After a few hiring cycles and given natural turnover rates, with healthier employees referring relatively healthy people in their social groups to work with you, imagine the effect of a self-selected group of relatively healthy individuals, with relatively low health care utilization rates (except for those pesky motorcycle racers and helicopter skiers!)

Changing your employer brand.

To this end, implementing a quality wellness program that’s tailored and relevant for your own unique workforce is a great start. But what do prospective employees see when they look your company up on social media?

This is something you can control. For example,

  • Organize outdoor events, and participate in charity walks. Get your photographers there and get your photos up on your company Facebook and Instagram pages. Add them to the “careers” section on your website and in all your advertising.
  • If you have on-site fitness resources or activities, say so – and photograph your people engaging in these as well.
  • List your wellness benefits along with your health insurance and retirement benefits on your ‘careers’ page.
  • Put photos of diverse active and fit employees on every page of your site. Market yourself to healthy people, or at least people who aspire to health.
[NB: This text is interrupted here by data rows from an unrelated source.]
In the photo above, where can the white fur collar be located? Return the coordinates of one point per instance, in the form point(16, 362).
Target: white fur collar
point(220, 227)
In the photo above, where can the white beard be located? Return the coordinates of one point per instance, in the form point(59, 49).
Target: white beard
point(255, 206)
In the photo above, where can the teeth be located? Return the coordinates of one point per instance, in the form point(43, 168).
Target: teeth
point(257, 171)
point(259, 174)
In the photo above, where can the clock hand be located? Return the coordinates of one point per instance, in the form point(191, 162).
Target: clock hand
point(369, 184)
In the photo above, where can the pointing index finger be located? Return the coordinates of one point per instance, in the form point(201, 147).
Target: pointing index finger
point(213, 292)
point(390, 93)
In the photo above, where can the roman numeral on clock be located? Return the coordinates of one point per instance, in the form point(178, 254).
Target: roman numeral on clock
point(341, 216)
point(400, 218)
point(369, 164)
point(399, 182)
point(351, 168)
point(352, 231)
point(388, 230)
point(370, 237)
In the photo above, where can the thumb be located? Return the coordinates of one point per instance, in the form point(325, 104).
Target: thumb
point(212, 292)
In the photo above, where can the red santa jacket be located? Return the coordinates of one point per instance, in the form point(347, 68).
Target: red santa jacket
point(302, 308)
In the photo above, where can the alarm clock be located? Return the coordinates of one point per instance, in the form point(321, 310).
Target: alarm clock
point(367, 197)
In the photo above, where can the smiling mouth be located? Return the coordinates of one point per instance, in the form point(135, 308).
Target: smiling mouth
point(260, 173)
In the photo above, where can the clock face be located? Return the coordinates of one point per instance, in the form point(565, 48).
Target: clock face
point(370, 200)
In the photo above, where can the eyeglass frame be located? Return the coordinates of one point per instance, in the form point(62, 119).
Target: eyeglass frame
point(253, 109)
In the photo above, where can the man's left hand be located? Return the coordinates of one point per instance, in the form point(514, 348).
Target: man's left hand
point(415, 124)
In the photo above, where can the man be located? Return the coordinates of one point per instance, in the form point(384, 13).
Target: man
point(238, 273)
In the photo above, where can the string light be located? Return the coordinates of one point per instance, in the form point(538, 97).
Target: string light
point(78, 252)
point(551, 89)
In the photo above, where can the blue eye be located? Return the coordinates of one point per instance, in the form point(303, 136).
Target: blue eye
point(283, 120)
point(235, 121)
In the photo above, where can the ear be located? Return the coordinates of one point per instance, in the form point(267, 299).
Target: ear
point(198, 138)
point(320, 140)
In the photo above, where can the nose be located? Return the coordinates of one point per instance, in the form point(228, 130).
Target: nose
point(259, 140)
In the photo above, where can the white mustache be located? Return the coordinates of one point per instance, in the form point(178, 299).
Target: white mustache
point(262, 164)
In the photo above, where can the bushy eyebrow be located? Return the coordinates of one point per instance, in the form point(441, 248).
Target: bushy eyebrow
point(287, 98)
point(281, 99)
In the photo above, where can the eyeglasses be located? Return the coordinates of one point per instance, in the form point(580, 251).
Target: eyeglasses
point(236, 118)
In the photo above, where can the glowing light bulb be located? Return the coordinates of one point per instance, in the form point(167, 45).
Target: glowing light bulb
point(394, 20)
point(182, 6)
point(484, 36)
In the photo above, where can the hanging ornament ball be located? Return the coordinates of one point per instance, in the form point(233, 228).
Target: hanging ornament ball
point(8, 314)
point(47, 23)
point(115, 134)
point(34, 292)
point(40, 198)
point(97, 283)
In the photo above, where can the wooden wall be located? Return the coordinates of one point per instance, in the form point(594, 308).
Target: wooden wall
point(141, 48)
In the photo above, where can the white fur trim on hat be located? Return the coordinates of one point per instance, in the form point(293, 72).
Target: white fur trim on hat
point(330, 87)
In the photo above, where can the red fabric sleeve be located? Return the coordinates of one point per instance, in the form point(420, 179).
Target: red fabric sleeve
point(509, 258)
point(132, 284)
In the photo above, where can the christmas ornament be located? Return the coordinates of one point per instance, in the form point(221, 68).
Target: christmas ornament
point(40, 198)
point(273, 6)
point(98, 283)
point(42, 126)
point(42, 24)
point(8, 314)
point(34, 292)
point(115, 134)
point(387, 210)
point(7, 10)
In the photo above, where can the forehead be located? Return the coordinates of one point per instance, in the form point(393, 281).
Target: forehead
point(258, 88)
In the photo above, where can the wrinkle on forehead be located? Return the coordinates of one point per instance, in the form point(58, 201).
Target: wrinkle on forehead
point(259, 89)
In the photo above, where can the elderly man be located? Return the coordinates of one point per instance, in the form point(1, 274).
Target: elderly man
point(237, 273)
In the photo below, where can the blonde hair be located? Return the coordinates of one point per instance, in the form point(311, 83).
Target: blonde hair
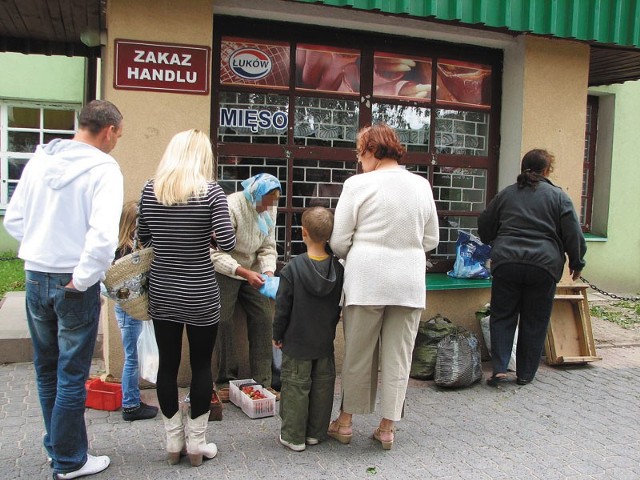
point(318, 221)
point(186, 168)
point(127, 225)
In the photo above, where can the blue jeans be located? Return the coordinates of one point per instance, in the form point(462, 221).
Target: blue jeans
point(130, 329)
point(63, 325)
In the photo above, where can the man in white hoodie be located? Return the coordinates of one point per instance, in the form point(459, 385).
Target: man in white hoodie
point(65, 213)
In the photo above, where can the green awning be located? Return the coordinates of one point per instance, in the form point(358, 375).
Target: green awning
point(610, 22)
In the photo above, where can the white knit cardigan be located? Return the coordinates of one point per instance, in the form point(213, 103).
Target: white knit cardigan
point(254, 250)
point(385, 221)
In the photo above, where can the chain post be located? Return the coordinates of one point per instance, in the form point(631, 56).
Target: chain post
point(612, 295)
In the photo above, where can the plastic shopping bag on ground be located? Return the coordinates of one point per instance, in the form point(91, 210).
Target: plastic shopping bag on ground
point(458, 363)
point(471, 257)
point(485, 322)
point(148, 357)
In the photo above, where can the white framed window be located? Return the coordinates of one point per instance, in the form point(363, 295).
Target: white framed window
point(23, 126)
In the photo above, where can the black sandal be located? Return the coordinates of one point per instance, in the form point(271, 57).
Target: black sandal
point(496, 381)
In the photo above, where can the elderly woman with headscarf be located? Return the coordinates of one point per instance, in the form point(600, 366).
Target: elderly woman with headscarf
point(240, 276)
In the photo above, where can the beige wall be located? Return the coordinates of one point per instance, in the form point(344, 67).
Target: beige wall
point(151, 118)
point(555, 107)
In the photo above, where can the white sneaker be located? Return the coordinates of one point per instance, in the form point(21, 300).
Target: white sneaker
point(91, 467)
point(293, 446)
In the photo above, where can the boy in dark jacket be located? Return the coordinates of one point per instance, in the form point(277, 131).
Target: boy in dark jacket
point(304, 327)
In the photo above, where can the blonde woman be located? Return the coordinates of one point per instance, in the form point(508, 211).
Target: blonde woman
point(182, 210)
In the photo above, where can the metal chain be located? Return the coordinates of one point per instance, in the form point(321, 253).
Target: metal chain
point(612, 295)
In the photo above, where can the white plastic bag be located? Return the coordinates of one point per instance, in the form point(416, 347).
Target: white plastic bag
point(148, 357)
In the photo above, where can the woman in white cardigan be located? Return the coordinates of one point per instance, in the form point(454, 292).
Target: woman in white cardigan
point(385, 222)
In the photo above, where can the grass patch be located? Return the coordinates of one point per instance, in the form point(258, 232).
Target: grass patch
point(11, 273)
point(623, 313)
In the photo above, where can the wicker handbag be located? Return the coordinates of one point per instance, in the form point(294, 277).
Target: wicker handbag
point(127, 280)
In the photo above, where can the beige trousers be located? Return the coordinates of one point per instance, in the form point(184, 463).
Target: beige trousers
point(377, 336)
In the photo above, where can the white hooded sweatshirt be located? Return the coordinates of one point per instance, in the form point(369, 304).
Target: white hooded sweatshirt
point(66, 210)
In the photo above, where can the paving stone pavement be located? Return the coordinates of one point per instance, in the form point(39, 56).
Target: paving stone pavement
point(580, 422)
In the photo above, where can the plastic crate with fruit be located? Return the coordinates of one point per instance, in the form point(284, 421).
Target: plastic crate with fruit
point(234, 390)
point(254, 400)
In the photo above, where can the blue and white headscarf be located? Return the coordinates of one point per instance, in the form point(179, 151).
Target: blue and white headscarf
point(257, 187)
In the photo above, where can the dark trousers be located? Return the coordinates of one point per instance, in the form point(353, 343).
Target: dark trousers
point(524, 291)
point(259, 312)
point(201, 341)
point(306, 398)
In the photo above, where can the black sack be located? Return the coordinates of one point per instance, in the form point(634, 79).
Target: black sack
point(425, 350)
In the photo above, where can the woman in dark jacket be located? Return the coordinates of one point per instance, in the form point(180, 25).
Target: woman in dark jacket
point(530, 225)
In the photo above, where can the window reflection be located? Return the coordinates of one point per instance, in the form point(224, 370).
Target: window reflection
point(398, 76)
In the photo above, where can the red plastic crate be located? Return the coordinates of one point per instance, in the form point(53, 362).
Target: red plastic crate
point(103, 395)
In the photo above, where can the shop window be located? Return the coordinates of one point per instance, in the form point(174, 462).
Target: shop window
point(24, 126)
point(412, 124)
point(325, 122)
point(306, 91)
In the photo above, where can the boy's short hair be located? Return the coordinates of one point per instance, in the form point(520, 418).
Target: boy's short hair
point(98, 114)
point(318, 221)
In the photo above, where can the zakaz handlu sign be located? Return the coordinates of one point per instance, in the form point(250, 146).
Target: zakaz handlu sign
point(162, 67)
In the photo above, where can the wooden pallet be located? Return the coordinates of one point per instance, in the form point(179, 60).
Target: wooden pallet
point(570, 338)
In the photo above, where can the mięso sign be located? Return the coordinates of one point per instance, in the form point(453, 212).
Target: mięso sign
point(162, 67)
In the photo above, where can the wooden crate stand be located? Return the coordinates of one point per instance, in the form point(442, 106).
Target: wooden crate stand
point(570, 338)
The difference: Establishing regard for fitness and well-being as part of your culture, and broadcasting that through managing your employer brand helps ensure you’re bringing in the right kind of people to your hiring office: Ones who fit in with your corporate culture, who’ve already been pre-screened and recommended by employees who understand your corporate culture and who have referred them, and who are less likely to job hop when someone comes along offering them a little more money.